Growth characteristics of amorphous-layer-free nanocrystalline silicon films fabricated by very high frequency PECVD at 250°C

Abstract

Amorphous-layer-free nanocrystalline silicon films were prepared by a very high frequency plasma enhanced chemical vapor deposition (PECVD) technique using hydrogen-diluted SiH4 at 250°C. The dependence of the crystallinity of the film on the hydrogen dilution ratio and the film thickness was investigated. Raman spectra show that the thickness of the initial amorphous incubation layer on silicon oxide gradually decreases with increasing hydrogen dilution ratio. High-resolution transmission electron microscopy reveals that the initial amorphous incubation layer can be completely eliminated at a hydrogen dilution ratio of 98%, which is lower than that needed for the growth of amorphous-layer-free nanocrystalline silicon using an excitation frequency of 13.56 MHz.
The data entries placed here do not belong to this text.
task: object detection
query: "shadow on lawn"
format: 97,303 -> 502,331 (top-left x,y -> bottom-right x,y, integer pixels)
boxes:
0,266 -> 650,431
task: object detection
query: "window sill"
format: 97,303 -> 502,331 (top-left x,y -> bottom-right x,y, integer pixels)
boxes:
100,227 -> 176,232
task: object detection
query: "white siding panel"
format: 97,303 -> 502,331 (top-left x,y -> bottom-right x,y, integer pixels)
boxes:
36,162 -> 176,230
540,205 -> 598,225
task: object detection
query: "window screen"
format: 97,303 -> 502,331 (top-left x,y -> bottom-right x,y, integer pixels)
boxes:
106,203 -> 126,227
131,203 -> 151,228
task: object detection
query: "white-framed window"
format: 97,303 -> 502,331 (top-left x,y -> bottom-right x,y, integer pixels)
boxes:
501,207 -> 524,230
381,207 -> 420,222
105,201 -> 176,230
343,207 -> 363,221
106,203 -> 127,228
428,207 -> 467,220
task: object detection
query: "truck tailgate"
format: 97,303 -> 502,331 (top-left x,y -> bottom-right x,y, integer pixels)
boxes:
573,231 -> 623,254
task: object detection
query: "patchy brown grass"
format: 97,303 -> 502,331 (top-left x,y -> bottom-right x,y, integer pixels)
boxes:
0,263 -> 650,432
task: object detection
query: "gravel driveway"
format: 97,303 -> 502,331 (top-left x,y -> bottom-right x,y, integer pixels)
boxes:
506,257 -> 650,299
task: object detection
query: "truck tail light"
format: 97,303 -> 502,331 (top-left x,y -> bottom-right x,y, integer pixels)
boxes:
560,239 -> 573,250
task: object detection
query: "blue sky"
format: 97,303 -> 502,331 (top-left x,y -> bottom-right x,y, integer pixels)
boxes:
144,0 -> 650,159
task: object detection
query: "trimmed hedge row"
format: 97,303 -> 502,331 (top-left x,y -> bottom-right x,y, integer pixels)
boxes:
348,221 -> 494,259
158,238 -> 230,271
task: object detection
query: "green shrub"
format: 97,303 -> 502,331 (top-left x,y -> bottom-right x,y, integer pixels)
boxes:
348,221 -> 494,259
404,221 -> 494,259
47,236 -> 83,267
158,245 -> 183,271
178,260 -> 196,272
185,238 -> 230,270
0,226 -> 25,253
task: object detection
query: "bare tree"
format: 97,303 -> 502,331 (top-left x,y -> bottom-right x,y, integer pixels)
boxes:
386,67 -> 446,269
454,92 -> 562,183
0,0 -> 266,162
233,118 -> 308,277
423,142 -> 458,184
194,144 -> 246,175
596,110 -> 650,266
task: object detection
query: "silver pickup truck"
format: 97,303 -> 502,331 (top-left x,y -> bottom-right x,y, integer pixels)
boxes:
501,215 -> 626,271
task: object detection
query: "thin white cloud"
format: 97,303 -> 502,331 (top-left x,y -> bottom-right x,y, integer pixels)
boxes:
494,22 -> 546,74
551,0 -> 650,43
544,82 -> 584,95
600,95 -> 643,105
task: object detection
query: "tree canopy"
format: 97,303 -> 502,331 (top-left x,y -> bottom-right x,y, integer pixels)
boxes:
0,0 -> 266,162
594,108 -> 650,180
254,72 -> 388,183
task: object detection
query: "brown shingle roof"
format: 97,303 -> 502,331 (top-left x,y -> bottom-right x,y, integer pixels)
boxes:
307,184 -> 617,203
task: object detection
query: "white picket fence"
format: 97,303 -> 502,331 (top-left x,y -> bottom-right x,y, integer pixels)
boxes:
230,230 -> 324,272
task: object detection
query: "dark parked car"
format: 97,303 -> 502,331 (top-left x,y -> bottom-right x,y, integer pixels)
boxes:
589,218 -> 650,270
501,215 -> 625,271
More studies on the microstructure evolution of the initial amorphous incubation layer with hydrogen dilution ratios were performed using Fourier-transform infrared spectroscopy. It is suggested that the high hydrogen dilution, as well as the higher plasma excitation frequency, plays an important role in the formation of amorphous-layer-free nanocrystalline silicon films.